This standard-issue complaint about atheists, Darwinist ideologues, enablers of Islam, socialists, communists, Nazis, “educationists” (don’t ask me), and secularists that was posted on Townhall.com early this morning is credited to (or blamed on) a woman named Mary Grabar, but in fact appears to have been hastily assembled by numerous people. For example, early on, Mary writes, “A group called Freedom From Religion began in the state of Washington, where they posted their anti-Christmas sign next to a manger display in the Capitol.” But a mere few sentences later, she informs us of a group called “the Freedom From Religion Foundation (FFRF)” which “aims its legal and propaganda guns at Christianity.” Is it fair to assume these two named terrorist organizations/hate groups are in fact one in the same?
It doesn’t get any more coherent after that, but it does become more entertaining. For instance:
For the seventh anniversary of 9/11, FFRF placed an ad in the New York Times with the Twin Towers skyline, headlined “Imagine a World Free From Religion.” They warned, “American liberty is menaced not only by religious terrorism from abroad. Consider the growing threat of religious fanaticism here at home: The relentless war against secular values, gay rights, abortion rights, stem cell research and the teaching of evolution in public schools.” No mention was made of “the growing threat” of Islam, like separate Islamic public schools and various efforts to teach Islam in schools.
It’s not clear why Mary put “the growing threat” in quotes; she apparently forgot that scare quotes are what you put around words the other guy said, not your own.
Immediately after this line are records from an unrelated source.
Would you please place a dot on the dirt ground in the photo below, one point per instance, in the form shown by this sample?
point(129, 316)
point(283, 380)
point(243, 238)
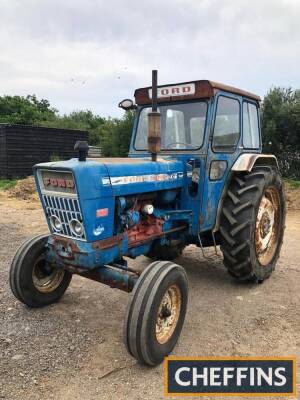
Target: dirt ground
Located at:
point(73, 349)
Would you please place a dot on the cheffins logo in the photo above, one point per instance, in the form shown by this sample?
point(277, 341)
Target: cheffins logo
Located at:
point(237, 376)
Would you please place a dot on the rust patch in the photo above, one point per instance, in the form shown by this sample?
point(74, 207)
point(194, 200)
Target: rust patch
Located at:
point(107, 243)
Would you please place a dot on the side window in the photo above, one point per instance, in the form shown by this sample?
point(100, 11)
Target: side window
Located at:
point(250, 126)
point(227, 124)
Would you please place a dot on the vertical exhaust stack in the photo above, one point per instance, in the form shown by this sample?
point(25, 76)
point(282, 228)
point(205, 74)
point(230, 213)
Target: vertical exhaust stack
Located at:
point(154, 122)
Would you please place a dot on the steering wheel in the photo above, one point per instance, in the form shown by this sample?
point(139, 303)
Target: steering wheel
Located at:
point(174, 143)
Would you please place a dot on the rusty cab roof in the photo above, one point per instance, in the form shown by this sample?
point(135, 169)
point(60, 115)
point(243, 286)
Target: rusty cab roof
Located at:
point(188, 90)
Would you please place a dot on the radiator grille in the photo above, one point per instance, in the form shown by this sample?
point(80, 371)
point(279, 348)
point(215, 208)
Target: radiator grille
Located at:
point(66, 209)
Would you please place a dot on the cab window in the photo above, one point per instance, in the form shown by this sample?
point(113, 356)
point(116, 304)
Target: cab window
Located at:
point(182, 126)
point(227, 124)
point(250, 126)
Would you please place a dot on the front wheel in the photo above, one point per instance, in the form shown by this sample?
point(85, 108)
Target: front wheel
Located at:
point(31, 280)
point(252, 224)
point(156, 312)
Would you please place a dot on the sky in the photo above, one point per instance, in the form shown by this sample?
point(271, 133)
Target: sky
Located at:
point(91, 54)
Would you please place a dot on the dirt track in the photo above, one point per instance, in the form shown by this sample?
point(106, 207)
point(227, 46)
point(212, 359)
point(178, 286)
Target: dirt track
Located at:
point(74, 350)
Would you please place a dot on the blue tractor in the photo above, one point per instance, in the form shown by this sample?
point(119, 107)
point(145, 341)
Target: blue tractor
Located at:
point(195, 175)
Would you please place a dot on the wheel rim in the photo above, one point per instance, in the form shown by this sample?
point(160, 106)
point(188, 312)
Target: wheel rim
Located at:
point(267, 226)
point(46, 280)
point(168, 314)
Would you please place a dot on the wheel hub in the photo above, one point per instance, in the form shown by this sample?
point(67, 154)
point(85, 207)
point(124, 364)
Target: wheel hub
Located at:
point(168, 314)
point(46, 279)
point(267, 226)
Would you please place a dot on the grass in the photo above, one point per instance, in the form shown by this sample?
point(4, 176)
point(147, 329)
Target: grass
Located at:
point(293, 183)
point(6, 184)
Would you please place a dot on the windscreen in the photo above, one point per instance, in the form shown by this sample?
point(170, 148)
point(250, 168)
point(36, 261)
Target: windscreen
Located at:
point(182, 126)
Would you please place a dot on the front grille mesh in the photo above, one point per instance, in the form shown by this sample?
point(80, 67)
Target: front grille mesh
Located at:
point(66, 209)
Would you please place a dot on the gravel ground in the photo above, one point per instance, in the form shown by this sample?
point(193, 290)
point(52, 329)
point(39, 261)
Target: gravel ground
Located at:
point(74, 349)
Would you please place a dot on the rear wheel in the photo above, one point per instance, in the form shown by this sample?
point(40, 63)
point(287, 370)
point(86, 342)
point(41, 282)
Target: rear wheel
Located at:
point(252, 224)
point(156, 312)
point(31, 280)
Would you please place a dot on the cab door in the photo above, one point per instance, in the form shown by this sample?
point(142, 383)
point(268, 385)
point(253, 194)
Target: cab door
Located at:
point(223, 149)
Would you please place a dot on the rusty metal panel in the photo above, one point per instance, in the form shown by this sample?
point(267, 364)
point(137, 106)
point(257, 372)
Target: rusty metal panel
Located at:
point(202, 89)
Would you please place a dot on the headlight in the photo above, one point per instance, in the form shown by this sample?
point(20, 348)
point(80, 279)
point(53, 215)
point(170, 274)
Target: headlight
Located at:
point(55, 223)
point(76, 227)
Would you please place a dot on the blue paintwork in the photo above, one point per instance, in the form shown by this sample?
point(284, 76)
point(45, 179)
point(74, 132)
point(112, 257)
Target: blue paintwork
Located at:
point(98, 187)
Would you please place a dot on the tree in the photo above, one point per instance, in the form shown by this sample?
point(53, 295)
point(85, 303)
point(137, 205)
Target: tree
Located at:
point(281, 119)
point(25, 110)
point(281, 128)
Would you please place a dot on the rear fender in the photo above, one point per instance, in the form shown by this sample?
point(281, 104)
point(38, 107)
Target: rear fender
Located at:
point(244, 163)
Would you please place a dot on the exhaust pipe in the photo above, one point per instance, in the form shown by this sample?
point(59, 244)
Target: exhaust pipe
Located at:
point(154, 122)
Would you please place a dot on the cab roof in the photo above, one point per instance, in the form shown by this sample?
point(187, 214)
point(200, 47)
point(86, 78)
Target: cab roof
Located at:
point(188, 90)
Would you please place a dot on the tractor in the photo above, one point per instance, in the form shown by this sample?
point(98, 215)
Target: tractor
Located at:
point(195, 174)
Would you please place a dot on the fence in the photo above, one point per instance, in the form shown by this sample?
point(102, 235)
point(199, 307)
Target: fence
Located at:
point(21, 147)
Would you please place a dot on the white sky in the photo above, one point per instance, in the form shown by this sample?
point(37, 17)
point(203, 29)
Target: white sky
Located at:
point(91, 54)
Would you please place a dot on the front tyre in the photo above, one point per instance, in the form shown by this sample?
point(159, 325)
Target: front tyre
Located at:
point(252, 224)
point(156, 312)
point(31, 281)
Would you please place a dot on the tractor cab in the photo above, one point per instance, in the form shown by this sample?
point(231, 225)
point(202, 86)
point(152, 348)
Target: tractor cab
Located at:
point(208, 126)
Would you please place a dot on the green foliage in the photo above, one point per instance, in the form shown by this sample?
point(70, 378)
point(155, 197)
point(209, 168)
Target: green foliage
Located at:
point(281, 119)
point(6, 184)
point(25, 110)
point(116, 134)
point(281, 129)
point(111, 134)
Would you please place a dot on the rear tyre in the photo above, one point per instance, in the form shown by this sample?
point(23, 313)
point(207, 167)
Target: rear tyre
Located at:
point(252, 224)
point(31, 281)
point(156, 312)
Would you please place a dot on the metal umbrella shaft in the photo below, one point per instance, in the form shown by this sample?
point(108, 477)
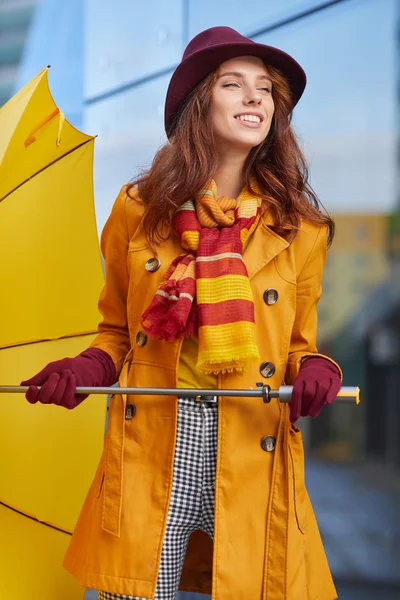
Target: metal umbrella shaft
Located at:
point(346, 395)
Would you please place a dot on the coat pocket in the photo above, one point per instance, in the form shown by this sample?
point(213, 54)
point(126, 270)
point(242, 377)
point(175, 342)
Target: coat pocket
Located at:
point(296, 456)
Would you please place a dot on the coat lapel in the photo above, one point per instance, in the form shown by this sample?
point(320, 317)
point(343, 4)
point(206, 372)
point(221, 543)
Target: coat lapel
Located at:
point(264, 245)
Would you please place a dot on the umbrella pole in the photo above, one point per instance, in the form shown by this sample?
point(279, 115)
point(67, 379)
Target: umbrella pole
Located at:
point(346, 395)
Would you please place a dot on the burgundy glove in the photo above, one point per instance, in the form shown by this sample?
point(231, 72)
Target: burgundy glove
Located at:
point(317, 383)
point(59, 379)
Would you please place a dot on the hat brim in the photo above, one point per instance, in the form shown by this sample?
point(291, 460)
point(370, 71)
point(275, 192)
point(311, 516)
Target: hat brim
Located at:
point(198, 65)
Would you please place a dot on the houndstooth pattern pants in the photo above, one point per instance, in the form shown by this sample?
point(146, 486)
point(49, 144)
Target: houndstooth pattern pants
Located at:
point(192, 496)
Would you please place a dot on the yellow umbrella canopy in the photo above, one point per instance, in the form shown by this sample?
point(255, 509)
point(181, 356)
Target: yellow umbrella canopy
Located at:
point(50, 278)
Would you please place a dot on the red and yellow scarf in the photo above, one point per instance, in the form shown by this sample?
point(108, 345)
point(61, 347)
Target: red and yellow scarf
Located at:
point(207, 290)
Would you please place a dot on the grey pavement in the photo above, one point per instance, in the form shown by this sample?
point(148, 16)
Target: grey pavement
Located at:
point(358, 511)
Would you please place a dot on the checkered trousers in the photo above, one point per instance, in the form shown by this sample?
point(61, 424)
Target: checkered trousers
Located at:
point(192, 496)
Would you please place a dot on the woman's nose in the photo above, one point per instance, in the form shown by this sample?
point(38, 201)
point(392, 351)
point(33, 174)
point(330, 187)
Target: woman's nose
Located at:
point(254, 97)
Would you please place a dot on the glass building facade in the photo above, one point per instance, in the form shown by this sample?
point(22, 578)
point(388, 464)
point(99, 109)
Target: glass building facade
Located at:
point(120, 57)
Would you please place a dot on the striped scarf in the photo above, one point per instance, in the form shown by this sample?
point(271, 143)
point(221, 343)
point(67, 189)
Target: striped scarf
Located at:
point(207, 290)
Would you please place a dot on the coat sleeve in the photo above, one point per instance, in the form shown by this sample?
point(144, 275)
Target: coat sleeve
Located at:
point(309, 288)
point(113, 336)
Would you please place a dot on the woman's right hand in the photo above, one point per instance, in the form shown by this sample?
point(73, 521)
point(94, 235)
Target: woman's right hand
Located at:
point(59, 379)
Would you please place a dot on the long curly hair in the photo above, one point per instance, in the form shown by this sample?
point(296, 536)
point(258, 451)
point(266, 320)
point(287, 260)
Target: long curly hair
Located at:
point(186, 163)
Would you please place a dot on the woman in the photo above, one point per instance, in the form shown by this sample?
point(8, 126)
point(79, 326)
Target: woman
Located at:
point(214, 261)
Regardless, in grousing that no mention was made of the dangers of Islam, she makes it plain that she failed to comprehend a sentence she quoted hereself–the one that reads, “American liberty is menaced not only by religious terrorism from abroad.”
She goes on to bellyache that the FRF/FRFF “goes after Christians who object to the teaching of an atheistic Darwinian doctrine to the exclusion of other scientific theories like intelligent design” (there are enough errors and absurdities in that one passage for a separate post), says that anyone who notes that Christmas was a co-opting of Saturnalia is trying to wipe out Christianity, denies that Nazism had any ties to Christianity, offers implausible apologetic concerning Old Testament barbarism, complains that the public schools don’t offer an accurate rendering of the ancient practice of child sacrifice, and finshes with the usual flourish, which can be paraphrased as “WHY DON’T YOU GO AFTER THE MUSLIMS INSTEAD, BITCH?”
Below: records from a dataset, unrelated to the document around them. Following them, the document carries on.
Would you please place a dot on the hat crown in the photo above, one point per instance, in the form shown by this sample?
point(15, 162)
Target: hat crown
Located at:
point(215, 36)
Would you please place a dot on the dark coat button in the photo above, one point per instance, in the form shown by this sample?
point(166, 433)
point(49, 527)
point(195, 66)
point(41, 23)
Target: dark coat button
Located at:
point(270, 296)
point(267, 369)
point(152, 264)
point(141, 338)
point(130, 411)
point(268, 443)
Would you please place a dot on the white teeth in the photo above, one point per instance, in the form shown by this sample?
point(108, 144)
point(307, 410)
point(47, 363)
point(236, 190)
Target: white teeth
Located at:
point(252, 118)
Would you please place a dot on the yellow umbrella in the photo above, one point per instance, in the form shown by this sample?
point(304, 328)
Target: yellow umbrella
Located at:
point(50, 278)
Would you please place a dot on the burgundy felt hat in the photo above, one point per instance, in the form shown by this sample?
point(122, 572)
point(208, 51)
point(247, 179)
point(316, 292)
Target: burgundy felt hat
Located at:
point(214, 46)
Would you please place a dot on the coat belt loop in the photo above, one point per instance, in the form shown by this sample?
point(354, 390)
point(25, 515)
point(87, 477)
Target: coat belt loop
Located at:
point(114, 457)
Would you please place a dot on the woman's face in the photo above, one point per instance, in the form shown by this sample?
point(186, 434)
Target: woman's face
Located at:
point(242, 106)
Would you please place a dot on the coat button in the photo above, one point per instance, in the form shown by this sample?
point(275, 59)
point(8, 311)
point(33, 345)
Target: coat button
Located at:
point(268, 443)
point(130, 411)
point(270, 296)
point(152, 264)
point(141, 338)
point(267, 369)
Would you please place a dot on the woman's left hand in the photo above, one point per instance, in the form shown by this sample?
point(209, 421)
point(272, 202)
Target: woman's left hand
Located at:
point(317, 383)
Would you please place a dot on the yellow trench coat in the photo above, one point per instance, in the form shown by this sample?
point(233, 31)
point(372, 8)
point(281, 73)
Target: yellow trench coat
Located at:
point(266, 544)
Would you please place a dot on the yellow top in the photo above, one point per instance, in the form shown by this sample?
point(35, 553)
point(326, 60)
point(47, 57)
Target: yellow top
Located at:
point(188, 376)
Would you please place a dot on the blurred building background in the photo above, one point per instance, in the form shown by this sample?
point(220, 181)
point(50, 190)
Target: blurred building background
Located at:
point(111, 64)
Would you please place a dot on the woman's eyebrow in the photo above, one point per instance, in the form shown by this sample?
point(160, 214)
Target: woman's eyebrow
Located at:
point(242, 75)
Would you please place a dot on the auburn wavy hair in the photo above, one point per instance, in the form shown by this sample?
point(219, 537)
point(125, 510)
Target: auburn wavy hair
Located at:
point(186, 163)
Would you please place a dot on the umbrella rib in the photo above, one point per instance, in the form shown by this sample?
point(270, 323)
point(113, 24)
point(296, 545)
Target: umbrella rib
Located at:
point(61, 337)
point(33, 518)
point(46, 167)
Mary’s mini bio states that she earned a Ph.D. in English from the University of Georgia. This strains credulity more than any other academic title I have ever seen attached to a human being. Either someone got into the eggnog before this shitstream was published to the Web or something’s hokey about Mary’s degree.
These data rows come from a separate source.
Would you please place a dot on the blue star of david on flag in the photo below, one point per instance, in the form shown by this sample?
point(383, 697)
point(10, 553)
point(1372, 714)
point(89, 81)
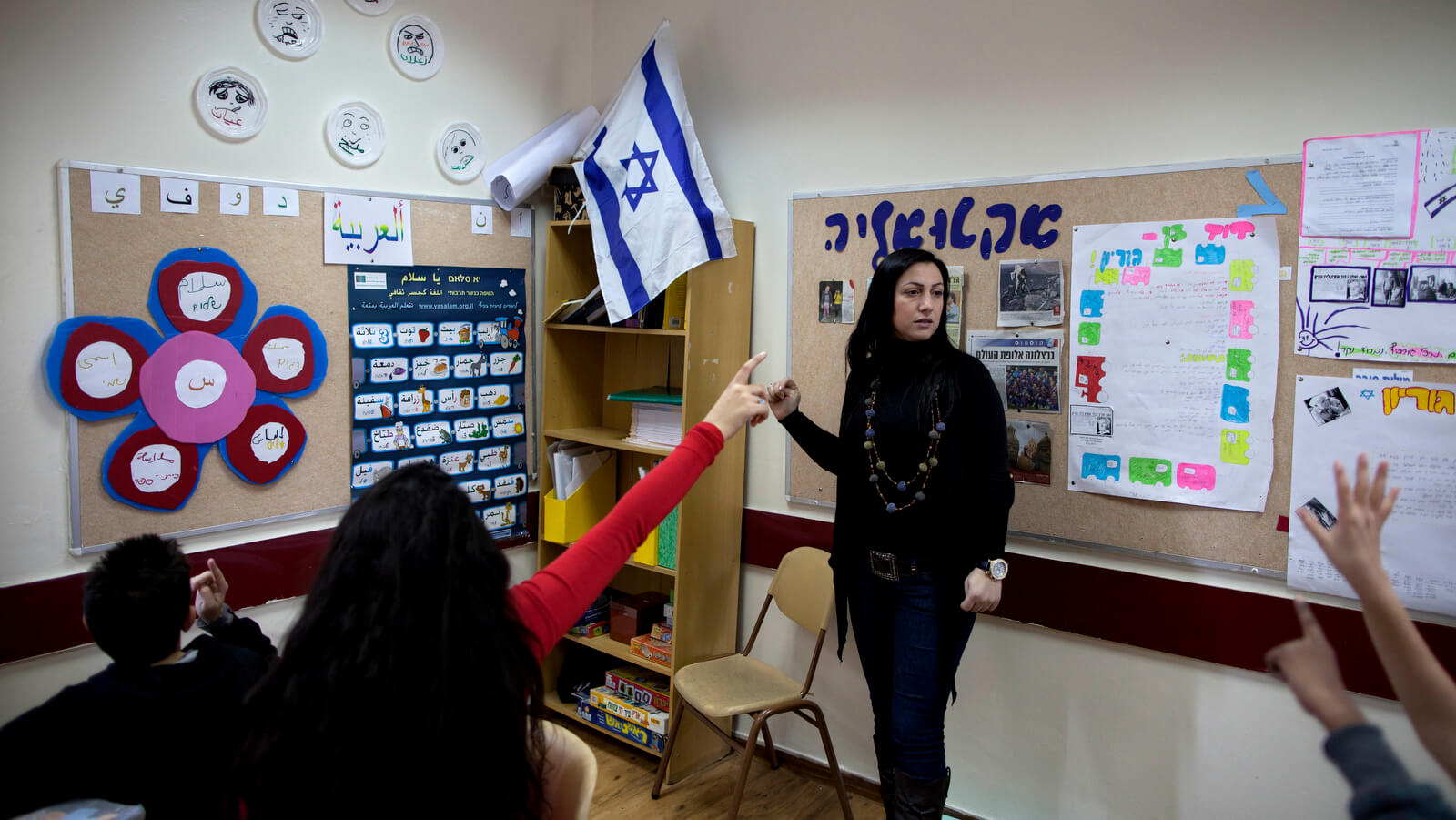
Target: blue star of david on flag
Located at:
point(647, 159)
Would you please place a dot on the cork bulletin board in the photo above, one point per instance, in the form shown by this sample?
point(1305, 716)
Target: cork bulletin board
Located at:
point(837, 237)
point(108, 261)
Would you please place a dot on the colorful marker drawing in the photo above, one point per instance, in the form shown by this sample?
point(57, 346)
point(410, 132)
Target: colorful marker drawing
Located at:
point(1208, 254)
point(1196, 477)
point(1140, 274)
point(1241, 274)
point(1101, 468)
point(1089, 378)
point(1315, 332)
point(1241, 319)
point(1234, 446)
point(1155, 472)
point(1235, 405)
point(1241, 364)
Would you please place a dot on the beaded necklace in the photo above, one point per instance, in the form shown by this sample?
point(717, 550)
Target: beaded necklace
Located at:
point(877, 465)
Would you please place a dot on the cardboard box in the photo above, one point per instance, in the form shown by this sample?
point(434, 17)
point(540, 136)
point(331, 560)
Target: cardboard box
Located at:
point(652, 650)
point(645, 717)
point(641, 686)
point(635, 615)
point(619, 727)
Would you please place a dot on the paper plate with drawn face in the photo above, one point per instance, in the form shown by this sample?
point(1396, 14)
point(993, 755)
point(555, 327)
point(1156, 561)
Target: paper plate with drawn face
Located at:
point(356, 133)
point(371, 7)
point(291, 28)
point(417, 47)
point(232, 102)
point(459, 152)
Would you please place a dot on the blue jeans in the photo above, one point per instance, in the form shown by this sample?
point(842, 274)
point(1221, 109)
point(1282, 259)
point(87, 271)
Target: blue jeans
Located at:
point(897, 633)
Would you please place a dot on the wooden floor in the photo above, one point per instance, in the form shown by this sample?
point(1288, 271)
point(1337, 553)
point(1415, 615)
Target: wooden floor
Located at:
point(625, 788)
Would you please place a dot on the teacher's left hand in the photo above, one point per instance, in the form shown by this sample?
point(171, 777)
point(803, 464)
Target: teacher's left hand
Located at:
point(982, 593)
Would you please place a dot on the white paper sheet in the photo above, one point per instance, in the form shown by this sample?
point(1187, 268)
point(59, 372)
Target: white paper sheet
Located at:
point(1174, 357)
point(521, 172)
point(1414, 429)
point(1405, 310)
point(1360, 186)
point(368, 230)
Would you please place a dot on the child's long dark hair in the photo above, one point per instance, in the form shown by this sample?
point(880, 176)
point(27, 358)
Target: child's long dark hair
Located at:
point(408, 684)
point(874, 335)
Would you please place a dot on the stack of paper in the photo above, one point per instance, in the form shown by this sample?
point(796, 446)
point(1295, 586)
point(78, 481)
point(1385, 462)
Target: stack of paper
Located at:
point(655, 424)
point(572, 465)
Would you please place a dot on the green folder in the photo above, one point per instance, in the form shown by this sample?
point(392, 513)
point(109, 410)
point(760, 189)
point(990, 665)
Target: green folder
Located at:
point(650, 397)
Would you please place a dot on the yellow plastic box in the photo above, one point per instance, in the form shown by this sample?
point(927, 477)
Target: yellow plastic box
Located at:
point(567, 521)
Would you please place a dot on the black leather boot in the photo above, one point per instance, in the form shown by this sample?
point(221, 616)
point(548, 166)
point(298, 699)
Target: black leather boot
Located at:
point(921, 800)
point(885, 759)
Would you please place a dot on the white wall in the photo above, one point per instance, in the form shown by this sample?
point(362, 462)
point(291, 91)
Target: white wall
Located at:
point(820, 96)
point(113, 82)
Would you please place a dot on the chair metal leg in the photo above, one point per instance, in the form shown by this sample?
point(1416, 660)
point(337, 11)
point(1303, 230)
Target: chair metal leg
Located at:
point(674, 720)
point(834, 762)
point(768, 740)
point(747, 761)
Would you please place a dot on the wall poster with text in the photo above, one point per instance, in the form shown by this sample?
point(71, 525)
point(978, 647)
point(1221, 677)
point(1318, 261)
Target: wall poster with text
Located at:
point(439, 368)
I didn’t get far into the comments before I had to stop. If Mary is artless, her supporters are vivid arguments for putting Haldol in the public water supply of every major and minor metropolitan area in the United States and Canada. I had a low-key but enjoyable Christmas today, and probably should have used the holiday as a reason to avoid reminding myself of how many hellishly stupid people live in North America. As great as it is that Bush is leaving office and taking his greasy cavaclade of Bible-pounding, dissembling fuckups with him, the fact that a science-happy and ethnically heterogeneous liberal will take his place means that the stupid people are only going to scream louder. Their tantrums can put any toddler’s to shame, especially considering that grownups are expected to know better.
Sometimes these screeds come from people who exaggerate for effect, while others are penned in total sincerity. Michael Egnor is a good example of an ID creationist who makes it plain that he knows he’s lying and is flogging the issue for all he’s worth; our Mary here, however, is a pitiable lost lamb, having obviously swallowed, gagged on, and projectile-vomited more wingnut-flavored holiday punch and chunks of bullshit masquerading as brownies than any ignorant harpy deserves to be fed in a lifetime, much less a single Christmas season.